Published on October 31, 2016
More children turn to Czech ombudsman, offices make mistakes
(CTK) – The Office of Czech Ombudsman Anna Sabatova has received 49 complaints from children this year, her assistant Barbora Kubikova told CTK, adding that the number for the full last year was 51 in the country with a population of 10.5 million.
Kubikova said offices' wrongdoing was found in three cases.
The biggest number of applications for help are mainly filed by young people aged 13 to 19, while younger children are no exception.
Sabatova considers these cases priority ones.
Iva Hrazdilkova, spokeswoman for the office, said children seek advice mainly in their relations to their family and the consequences of the disintegration of the family, which is also true of stays in facilities for children.
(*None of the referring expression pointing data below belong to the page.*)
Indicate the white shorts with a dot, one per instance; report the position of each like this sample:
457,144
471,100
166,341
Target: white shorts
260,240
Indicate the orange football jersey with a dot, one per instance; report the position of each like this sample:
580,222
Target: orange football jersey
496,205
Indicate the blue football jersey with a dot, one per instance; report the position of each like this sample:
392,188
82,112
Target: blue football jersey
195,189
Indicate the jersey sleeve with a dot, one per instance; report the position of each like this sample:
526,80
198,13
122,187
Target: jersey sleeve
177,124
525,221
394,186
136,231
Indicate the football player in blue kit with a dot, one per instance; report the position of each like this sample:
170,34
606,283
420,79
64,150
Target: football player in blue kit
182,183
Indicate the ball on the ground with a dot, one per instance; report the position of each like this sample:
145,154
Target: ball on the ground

"A number of children ask for advice in connection with financial problems debts and distraints, which often plague their parents. The children's applications for help show that children, in spite of their low age, realise the seriousness of the situation and try to help their parents with doing voluntary work," Hrazdilkova said.
Children, whose family has disintegrated and who must undergo interviews and psychological examinations ask the ombudsman "whether this will ever end, whether they can do something, or how courts weigh their wishes," Hrazdilkova said.
She said the Czech Republic does not have a children's ombudsman despite recommendations by the U.N. Committee on the Rights of the Child.